Level Up! | Why representation matters to me

Level Up! Is a biweekly blog about all types of games, from Dungeons and Dragons to Mario Party.

By Sinead McDevitt, Digital Manager

Well, here we are. It’s my last blog for The Pitt News, next week will be the end of my tenure as Digital Manager and the week after that I’ll be graduating. It’s a little hard to wrap my head around, honestly.

I spent a lot of time thinking about what I wanted to write. I wanted something personal and profound and when I tried to think of video game moments that profoundly affected me, I kept coming back to “Fire Emblem: Fates.”

Now, while “Fates” gets flack from the Fire Emblem community, I love it. It’s fun and has a deeply engrossing cast of characters, a killer soundtrack and fun Fire Emblem gameplay. But one thing that sticks with me about playing that game as a teenager just starting high school —  it made me feel really uncomfortable about my body.

Ok, let me back up. The female player character, Corrin, has two classes she can change into once you’ve leveled her up enough. The one I liked was the Nohr Noble, because it let you cast magic, and when I upgraded Corrin, I saw the updated class design involved what’s basically an armored leotard and the camera, by default, gave you a good view of her butt.

Now, as a kid who grew up watching anime, I’ve seen much raunchier designs. Hell, the characters Camilla and Charlotte from the same game leave much less to the imagination. However, something about having my character, who’s design and stats I picked out and was supposed to represent me, be sexualized like that made my stomach churn. I hated that if I wanted to have this cool class that let me use a sword, magic and turn into a dragon, I had to deal with this fan service stuff of my own character. 

Playing the game as a kid, I had this profound feeling that this game was not made with me in mind. Female Corrin wasn’t meant to represent female players — not completely. She was meant to appeal to the male player base.

And, ok, I’m an overweight, Black, bisexual woman with ADHD who can’t play shooters because when something attacks me I panic and waste ammo firing in the wrong direction. For those reasons and more, I’ve always had to distance myself from player characters and didn’t spend a lot of time on forums in the 2010s. I had made peace with that. Sure, straight, white guys have more in common with Joel from The Last of Us than I do with most protagonists, but they can’t all relate to being a dad, so it’s practically the same thing, right?

But every now and then I’m hit with something that reminds me just how much it means to me for games to actually put more people on screen than your classic straight, white guy, and how much it hurts when all you get is something harmful.

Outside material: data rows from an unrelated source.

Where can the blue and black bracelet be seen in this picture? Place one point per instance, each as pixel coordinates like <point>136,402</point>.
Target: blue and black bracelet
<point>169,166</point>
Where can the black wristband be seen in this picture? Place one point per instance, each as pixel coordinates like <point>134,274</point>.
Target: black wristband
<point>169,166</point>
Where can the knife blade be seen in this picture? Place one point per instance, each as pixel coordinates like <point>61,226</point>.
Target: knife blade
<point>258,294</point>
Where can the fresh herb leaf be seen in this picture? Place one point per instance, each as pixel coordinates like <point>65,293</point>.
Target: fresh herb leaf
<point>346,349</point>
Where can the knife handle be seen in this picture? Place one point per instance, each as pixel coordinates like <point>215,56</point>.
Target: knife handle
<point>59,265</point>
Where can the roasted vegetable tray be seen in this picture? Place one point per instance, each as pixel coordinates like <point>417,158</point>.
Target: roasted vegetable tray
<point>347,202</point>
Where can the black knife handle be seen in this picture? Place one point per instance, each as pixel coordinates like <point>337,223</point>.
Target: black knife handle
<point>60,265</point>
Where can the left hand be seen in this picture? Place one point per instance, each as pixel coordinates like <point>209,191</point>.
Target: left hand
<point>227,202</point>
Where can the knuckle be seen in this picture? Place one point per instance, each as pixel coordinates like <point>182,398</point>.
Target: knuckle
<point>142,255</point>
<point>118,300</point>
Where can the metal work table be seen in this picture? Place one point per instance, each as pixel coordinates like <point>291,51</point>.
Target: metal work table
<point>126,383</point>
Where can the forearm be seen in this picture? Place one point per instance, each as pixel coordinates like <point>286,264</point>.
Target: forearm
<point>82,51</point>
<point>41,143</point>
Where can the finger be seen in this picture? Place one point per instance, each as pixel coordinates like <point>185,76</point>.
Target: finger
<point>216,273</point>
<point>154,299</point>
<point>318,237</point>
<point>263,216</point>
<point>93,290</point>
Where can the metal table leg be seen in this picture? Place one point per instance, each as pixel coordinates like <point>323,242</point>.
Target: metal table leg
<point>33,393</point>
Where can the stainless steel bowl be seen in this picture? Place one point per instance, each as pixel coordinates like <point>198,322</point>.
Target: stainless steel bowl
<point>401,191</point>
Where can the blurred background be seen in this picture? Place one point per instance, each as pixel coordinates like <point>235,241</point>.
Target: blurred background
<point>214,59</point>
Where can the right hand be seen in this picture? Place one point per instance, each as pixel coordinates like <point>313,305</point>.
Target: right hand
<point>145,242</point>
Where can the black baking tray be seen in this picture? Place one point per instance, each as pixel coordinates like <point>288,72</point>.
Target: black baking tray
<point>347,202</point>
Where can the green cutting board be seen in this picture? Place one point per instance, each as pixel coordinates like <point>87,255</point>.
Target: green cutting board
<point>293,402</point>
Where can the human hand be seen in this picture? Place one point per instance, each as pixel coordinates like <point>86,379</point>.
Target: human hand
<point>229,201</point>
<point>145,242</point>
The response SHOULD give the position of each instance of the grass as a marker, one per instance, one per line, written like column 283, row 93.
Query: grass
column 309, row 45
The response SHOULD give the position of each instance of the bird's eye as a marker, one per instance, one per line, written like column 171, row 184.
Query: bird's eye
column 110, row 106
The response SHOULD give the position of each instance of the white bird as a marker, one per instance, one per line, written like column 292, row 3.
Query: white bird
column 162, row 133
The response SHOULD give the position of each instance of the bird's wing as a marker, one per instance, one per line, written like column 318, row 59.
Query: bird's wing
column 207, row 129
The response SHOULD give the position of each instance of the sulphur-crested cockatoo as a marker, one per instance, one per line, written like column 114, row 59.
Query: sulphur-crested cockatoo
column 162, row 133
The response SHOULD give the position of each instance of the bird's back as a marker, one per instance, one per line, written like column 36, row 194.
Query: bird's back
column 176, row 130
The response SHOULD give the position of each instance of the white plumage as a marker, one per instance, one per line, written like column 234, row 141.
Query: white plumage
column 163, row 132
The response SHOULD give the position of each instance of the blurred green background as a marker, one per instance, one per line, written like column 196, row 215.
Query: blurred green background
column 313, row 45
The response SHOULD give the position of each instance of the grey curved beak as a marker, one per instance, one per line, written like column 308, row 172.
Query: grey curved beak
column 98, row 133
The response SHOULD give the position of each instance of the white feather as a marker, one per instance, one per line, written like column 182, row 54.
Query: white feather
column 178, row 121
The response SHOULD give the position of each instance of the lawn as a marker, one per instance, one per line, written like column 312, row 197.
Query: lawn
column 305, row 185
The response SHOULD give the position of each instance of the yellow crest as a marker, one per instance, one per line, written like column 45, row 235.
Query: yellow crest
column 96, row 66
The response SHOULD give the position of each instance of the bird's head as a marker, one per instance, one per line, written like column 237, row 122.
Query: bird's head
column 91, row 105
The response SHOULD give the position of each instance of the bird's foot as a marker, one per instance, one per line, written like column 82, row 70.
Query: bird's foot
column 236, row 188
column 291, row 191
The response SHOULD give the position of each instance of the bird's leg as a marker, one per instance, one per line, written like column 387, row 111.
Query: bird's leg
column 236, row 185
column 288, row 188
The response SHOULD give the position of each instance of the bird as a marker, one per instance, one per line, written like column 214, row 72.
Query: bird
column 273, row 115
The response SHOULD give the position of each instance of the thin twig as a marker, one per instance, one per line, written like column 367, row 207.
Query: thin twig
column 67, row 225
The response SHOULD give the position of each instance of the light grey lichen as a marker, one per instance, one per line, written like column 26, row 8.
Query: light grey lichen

I’m playing “Monark” and the only character who’s noticeably dark skinned is an evil psychopathic woman child who gleefully murders people. It’s not the first time a JRPG has had the villains be conspicuously darker-skinned compared to the heroes — a standout example is “Fire Emblem: Awakening,” where the character of Robin is extremely pale compared to their father Validar, who is evil — but that doesn’t mean it’s not like someone’s sticking a fork in my side every time.

In contrast, I played “Mission: It’s Complicated” a few weeks ago, and when one of the characters mentioned that they were bipolar, which was met with sympathy and actual discussion of what that means instead of it being written off as one of the “bad person” mental illnesses, I nearly broke down crying. Members of my family have bipolar disorder, and it isn’t usually treated with that kind of care in media.

This even goes for accessibility. I’ve had glasses for years and I never realized how wonderful being able to change the text size of a game was until I played “The Outer Worlds” and realized that was an option.

If you haven’t experienced this moment of feeling seen, it’s hard to properly describe it, but it’s kind of like having a rock in your shoe and finally getting the chance to stop and take it out. It’s not the end of the world while it’s there, but it is so refreshing once it’s gone.

People, both proponents and opponents, will often frame diversity as just trying to check as many boxes off as possible. “If we want to get a good grade in diversity, we should have a Black lesbian — that checks off two boxes!”

But that’s not the case at all. Diversity — good diversity — is about seeing people and the things that make them different. Instead of seeing dark skin as a way to symbolize this character is evil, it’s about knowing that it’s a trait that real people who play your game have. It’s about recognizing that people with mental illness aren’t scary potential killers, but people with complex lives and their own challenges. 

It’s not that every game has to have every kind of story, it’s that developers should change up the kind of stories they’re telling and remember who they’re telling them to and how.